More generally like the parent I don't see why a company couldn't have full control over their corporate tools.
> two employees colluding to exfiltrate sensitive data or something like that
In that case spying Slack usage is simply not enough: the employer should need to spy every single move every employee makes inside and outside the company, which of course it's not possible (well, except if the company is located in a fascist state).
What if those two employees collude to do something like that via their own private phones? Should employers have access to those too?
It doesn't seem to me like any of this really does anything, since there are (and should be) plenty of ways that employees can communicate without their employer having access.
There are security issues here that you may not be aware. For one example, if technically knowledgeable people want to falsify signed logs without having the signing key, they can simply keep a separate set of logs with actual innocuous conversations. Slack would sign those in your scenario without a problem. This is the canonical problem of keeping "double-books".
While I agree with auditable access to employee DMs, there is a middle ground solution that trivially solves the problem you've presented.
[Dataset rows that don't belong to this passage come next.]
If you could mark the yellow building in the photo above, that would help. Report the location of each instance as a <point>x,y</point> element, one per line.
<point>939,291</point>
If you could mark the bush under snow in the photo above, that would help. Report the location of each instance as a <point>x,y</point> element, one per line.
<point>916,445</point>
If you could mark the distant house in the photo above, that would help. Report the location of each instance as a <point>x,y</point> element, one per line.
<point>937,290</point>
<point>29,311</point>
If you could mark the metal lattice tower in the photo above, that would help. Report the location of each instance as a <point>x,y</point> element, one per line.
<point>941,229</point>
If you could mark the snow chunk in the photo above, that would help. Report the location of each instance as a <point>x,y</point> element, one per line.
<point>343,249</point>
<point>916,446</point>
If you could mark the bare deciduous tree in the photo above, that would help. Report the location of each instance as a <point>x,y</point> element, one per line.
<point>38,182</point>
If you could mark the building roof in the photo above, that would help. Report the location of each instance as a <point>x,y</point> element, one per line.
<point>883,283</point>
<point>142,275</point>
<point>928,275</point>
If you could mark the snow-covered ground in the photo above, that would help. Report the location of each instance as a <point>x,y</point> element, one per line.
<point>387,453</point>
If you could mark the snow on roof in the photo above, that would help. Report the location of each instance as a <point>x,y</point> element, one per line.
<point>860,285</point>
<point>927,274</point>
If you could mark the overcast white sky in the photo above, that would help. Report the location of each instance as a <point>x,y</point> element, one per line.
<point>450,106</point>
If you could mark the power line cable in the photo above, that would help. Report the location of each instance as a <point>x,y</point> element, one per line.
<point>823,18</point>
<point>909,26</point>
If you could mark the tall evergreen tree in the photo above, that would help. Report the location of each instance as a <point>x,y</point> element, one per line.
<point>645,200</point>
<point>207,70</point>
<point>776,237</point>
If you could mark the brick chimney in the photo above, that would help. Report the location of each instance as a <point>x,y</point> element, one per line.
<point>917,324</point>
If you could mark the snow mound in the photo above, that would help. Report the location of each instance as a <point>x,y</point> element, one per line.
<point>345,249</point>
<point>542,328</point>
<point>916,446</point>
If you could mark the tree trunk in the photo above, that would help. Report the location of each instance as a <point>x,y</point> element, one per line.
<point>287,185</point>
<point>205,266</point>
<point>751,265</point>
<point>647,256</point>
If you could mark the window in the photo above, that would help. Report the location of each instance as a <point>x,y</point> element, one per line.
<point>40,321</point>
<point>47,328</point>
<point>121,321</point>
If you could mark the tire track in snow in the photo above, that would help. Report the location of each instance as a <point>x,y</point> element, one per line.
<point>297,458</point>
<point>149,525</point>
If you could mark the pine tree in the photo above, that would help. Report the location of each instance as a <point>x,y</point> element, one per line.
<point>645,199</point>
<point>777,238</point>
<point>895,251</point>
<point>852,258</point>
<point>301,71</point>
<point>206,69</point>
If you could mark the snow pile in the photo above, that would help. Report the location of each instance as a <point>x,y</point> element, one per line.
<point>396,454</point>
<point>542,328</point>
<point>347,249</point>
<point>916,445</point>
Instead of providing the employer with access to the employee's messages directly, logs can be signed at both the blob and message level. Then if an employee selectively turns over only some of their logs, the mismatch will be readily apparent.
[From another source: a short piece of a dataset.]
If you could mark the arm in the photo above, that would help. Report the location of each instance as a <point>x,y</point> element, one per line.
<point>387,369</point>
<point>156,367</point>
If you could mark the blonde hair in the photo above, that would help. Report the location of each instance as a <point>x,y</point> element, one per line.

Of course it can be solved! I was pointing out that the prior comment was incorrect.
If an employee is in possession of chat logs that if divulged will get them fired, they can simply delete the logs. "Sorry, the drive crashed. IT is working to fix it right now." Stepwise refinement to insecurely re-create security solutions is one of the reasons for many security vulnerabilities.
Logs are well understood, and logging of sensitive information is not just a small technical issue but a security issue. The same way that people shouldn't design their own crypto, when people design logging mechanisms for sensitive data, which is seemingly simple, they will almost always introduce these security errors, as in your post.
Unfortunately, there are also a number of legal issues (and possibly compliance issues) that need to be accounted for from redaction to anonymity and from GDPR to encryption.
Not sure what you mean by blobs? If Slack implemented a scheme like this, they should sign a message which includes metadata like the org name, channel name and timestamps in addition to text.
By blob I mean an archive dump of every message and the metadata you're describing. If that dump is hashed, selectively presenting messages in the dump is obvious.